When rolling out SDN, a highly agnostic monitoring strategy is needed to better help vendors and their end users get it right the first time and experience a smooth deployment cycle.
SDN deployments require high-level monitoring capabilities that allow for a greater reduction of monitored traffic through advanced and multithreaded filtering as well as packet manipulation. This, in turn, opens the door to greater integration with analytic tools while enabling those tools to perform more effectively by maximizing their analytic throughput.
Simple tap functionality is now just a starting point. A monitoring network that makes SDN deployments possible, not to mention traditional and hybrid deployments, will need to supply much more functionality at the packet, flow and network-wide levels to truly bring about the visibility that’s required. Visibility services such as multidomain flow mapping, packet normalization, flow optimization, and de-duplication will form the basis of the monitoring fabric.

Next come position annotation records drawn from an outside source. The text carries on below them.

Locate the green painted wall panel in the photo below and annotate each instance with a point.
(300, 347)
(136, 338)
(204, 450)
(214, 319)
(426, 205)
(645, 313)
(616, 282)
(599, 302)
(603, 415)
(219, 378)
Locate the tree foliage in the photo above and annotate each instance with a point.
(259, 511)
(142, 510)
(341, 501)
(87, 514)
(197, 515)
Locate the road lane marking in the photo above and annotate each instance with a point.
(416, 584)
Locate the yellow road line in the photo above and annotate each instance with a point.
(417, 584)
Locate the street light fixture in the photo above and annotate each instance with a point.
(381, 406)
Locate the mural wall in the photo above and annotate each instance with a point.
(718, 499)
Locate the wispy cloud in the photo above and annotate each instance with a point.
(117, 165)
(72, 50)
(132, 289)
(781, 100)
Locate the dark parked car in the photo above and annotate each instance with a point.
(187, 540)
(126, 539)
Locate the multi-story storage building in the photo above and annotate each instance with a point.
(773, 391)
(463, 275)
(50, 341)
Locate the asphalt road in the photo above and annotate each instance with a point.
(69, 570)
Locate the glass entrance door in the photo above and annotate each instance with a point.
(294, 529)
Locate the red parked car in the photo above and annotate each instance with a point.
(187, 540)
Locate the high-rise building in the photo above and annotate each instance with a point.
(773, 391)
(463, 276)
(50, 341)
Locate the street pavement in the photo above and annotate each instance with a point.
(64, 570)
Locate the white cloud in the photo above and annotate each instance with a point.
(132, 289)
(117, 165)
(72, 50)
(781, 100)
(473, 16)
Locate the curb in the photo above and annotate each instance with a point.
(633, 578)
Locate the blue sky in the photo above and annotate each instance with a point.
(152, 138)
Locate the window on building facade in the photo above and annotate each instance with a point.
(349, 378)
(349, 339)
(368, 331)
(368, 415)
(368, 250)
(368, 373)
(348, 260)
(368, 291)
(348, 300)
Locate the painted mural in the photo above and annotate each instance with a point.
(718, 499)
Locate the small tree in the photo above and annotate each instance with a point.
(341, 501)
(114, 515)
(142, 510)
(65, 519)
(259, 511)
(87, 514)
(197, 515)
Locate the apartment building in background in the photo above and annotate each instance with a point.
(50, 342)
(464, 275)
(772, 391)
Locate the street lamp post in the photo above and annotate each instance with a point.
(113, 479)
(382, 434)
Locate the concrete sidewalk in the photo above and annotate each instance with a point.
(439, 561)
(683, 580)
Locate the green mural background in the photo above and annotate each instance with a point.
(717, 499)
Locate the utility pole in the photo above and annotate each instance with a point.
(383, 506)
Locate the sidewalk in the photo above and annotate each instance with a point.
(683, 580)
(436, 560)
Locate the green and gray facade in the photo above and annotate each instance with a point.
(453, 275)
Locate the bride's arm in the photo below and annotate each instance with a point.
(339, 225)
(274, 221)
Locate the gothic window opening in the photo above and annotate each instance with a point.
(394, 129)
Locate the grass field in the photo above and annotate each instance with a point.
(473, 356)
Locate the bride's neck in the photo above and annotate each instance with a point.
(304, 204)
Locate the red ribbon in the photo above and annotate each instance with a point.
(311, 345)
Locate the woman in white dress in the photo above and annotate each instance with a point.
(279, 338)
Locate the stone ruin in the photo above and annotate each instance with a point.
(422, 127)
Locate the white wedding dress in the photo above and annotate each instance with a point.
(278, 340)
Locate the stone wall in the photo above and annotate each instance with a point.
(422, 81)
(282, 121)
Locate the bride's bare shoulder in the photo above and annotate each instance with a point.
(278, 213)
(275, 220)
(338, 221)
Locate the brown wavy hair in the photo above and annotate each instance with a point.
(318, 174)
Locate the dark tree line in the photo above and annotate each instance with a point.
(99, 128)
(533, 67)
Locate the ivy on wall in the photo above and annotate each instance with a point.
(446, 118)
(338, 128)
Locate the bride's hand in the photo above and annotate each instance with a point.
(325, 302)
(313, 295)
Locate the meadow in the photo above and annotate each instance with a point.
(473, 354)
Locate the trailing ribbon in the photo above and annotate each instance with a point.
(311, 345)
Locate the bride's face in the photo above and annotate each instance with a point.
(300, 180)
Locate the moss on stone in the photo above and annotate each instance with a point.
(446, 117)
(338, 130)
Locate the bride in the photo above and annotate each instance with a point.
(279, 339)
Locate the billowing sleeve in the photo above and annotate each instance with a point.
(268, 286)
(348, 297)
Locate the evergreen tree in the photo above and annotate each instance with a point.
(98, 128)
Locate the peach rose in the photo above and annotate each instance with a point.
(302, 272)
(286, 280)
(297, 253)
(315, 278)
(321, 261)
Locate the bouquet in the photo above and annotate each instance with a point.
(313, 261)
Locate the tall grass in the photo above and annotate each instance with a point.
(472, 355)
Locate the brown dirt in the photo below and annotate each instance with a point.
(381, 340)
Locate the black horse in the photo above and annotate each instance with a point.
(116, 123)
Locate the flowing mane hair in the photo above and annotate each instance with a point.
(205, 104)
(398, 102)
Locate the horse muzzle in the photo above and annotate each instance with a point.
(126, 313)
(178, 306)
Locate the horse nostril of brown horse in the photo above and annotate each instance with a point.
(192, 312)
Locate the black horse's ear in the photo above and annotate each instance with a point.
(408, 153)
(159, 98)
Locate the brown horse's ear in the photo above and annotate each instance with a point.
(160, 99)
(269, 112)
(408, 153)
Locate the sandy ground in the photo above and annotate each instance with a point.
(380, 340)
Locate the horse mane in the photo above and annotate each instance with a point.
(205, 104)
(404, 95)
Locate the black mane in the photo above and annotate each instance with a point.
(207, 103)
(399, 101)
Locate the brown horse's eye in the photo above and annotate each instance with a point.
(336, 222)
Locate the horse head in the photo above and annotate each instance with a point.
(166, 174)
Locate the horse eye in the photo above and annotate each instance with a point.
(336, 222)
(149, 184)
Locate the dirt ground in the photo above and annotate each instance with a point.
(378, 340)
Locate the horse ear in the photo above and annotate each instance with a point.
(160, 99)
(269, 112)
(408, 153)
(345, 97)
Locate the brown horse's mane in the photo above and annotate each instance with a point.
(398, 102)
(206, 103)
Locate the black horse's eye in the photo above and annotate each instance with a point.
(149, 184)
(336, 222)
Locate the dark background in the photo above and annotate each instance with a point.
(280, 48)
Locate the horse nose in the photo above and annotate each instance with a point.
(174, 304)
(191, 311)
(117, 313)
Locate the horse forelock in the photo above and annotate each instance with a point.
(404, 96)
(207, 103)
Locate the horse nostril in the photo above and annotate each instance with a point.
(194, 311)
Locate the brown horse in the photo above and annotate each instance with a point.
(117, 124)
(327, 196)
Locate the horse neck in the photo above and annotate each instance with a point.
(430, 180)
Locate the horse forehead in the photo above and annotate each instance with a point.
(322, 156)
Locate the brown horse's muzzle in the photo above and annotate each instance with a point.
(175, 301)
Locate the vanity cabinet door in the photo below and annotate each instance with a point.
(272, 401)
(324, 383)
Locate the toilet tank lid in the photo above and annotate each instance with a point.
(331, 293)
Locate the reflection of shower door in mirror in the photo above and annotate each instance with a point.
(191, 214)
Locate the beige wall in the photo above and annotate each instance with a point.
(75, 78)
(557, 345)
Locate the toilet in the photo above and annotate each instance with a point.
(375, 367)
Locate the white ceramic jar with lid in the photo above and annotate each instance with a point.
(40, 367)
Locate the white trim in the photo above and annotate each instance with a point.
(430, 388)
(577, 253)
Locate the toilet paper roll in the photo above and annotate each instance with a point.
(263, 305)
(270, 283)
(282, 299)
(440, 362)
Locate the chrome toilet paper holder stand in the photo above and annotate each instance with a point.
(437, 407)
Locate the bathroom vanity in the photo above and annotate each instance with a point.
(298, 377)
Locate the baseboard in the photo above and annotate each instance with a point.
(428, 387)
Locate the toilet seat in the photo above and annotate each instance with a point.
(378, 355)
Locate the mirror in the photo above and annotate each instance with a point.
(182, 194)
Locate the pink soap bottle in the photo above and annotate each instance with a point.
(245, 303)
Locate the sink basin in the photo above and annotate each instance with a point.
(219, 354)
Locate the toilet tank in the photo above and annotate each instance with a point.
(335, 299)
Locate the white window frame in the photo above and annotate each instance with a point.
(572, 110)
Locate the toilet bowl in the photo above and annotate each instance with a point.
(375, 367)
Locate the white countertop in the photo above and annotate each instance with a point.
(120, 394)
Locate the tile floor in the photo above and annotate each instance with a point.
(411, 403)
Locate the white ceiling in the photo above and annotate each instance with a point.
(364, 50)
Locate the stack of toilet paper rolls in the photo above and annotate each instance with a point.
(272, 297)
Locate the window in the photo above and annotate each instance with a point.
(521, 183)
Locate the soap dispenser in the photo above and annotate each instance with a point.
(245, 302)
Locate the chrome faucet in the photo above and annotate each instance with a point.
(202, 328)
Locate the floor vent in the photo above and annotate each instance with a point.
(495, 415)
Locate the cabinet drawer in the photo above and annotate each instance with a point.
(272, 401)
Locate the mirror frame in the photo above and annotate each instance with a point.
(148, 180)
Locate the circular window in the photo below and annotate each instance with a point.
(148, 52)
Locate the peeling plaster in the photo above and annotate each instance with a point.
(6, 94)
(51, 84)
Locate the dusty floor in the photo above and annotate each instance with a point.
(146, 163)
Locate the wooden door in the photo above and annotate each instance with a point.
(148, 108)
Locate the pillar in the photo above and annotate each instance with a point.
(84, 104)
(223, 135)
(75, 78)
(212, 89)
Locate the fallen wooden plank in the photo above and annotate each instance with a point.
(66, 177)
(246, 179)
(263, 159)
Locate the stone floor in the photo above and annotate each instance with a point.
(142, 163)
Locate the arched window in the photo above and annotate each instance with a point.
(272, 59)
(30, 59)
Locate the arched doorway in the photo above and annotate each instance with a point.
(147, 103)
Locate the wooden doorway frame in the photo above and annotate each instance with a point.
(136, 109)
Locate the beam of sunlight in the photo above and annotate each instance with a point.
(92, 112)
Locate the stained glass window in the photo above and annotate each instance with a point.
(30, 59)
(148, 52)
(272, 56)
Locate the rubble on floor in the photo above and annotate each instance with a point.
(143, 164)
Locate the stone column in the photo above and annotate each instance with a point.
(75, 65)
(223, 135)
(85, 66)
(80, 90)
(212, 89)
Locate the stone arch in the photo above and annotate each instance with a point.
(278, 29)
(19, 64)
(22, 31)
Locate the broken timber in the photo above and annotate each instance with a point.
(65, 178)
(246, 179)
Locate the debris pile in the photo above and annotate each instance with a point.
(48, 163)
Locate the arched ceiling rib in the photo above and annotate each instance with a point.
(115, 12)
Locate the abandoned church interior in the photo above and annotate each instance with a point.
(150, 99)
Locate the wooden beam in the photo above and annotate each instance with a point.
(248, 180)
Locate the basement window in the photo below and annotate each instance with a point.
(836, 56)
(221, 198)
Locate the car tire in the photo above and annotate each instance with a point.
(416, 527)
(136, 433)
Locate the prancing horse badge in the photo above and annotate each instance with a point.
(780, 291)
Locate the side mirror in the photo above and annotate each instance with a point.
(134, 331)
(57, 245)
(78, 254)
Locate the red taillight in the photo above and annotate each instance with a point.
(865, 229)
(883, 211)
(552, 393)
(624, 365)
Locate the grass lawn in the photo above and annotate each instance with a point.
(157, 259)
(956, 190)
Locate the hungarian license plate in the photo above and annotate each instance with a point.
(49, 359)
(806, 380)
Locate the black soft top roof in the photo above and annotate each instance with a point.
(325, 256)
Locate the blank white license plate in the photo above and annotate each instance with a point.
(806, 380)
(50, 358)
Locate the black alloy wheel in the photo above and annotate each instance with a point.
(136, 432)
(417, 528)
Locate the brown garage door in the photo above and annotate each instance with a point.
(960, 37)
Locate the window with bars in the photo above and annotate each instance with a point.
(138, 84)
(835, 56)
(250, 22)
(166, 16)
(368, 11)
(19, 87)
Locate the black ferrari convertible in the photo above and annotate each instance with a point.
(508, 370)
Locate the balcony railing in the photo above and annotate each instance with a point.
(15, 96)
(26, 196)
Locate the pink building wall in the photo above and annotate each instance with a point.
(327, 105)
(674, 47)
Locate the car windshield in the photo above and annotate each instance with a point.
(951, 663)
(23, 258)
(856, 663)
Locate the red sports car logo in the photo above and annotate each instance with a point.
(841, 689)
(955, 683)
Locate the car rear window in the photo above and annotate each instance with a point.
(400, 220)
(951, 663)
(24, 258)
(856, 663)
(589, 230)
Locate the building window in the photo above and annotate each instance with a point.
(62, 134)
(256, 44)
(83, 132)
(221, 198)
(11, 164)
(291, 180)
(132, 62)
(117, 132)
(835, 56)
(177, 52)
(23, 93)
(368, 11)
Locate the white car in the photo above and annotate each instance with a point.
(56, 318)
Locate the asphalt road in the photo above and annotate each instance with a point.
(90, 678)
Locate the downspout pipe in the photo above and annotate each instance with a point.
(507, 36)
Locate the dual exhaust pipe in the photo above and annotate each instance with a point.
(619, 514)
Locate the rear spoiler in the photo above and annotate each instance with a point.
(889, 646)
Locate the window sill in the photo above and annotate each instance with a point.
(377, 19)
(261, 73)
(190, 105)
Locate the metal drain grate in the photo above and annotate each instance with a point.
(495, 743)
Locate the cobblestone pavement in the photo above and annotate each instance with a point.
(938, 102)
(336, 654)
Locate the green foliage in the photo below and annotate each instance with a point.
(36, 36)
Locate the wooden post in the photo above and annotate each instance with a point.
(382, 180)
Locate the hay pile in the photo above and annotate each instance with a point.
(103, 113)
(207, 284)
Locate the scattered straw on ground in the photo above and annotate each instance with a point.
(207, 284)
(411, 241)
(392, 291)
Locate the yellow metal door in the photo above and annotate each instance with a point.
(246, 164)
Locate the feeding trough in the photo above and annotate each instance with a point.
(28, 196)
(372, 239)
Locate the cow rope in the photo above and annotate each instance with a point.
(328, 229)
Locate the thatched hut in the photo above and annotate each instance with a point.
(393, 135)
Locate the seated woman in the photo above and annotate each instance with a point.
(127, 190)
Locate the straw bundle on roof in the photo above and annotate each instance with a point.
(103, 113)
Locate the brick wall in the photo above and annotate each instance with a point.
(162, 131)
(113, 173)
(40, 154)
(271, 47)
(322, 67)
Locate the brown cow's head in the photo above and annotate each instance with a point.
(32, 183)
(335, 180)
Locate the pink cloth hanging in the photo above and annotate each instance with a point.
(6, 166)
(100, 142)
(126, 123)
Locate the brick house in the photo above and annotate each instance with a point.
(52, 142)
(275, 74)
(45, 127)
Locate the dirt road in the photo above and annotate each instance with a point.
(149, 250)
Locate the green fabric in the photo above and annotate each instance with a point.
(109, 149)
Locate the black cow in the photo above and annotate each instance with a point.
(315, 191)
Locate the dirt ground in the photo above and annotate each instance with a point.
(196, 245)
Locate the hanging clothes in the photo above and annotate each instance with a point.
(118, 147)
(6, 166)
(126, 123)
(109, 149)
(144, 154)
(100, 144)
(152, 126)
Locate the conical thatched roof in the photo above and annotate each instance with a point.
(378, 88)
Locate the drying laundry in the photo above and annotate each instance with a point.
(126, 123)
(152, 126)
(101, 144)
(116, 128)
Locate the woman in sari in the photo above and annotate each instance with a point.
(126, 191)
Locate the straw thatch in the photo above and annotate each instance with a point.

Because SDN will be deployed in an early, multivendor fashion across different network topologies, finding a way to gain overarching visibility into the traffic on CSP networks is essential. To date, no such visibility and monitoring capability exists, but given the perceived issues with interoperability, this problem will need to be solved sooner rather than later in the life cycle of SDN.
One possible solution would be an applet that ties together flow-routing data from various vendors’ control points and from legacy, hybrid, cloud, and virtual networks. Yet again there has been minimal discussion so far about this desired capability, but the need for it is very real.
From a CSP’s perspective, SDN is the path to follow for several reasons, from commodity hardware to new ways of controlling services to sheer acceleration of data across a network. The obstacles could ultimately dissuade a provider from realizing these advantages, but Gigamon sees great value in SDN technology, and with the provision of a monitoring infrastructure, the speed of adoption could be rapidly increased.
A number of network equipment vendors have recently introduced SDN infrastructure components, and deployments have already begun to happen at the tier 1 level for CSPs, primarily to add flexibility to existing service offerings. But as in previous tech cycles, “the next big thing” is in danger of running aground if the right monitoring capability doesn’t accompany the rollout. Only time will tell.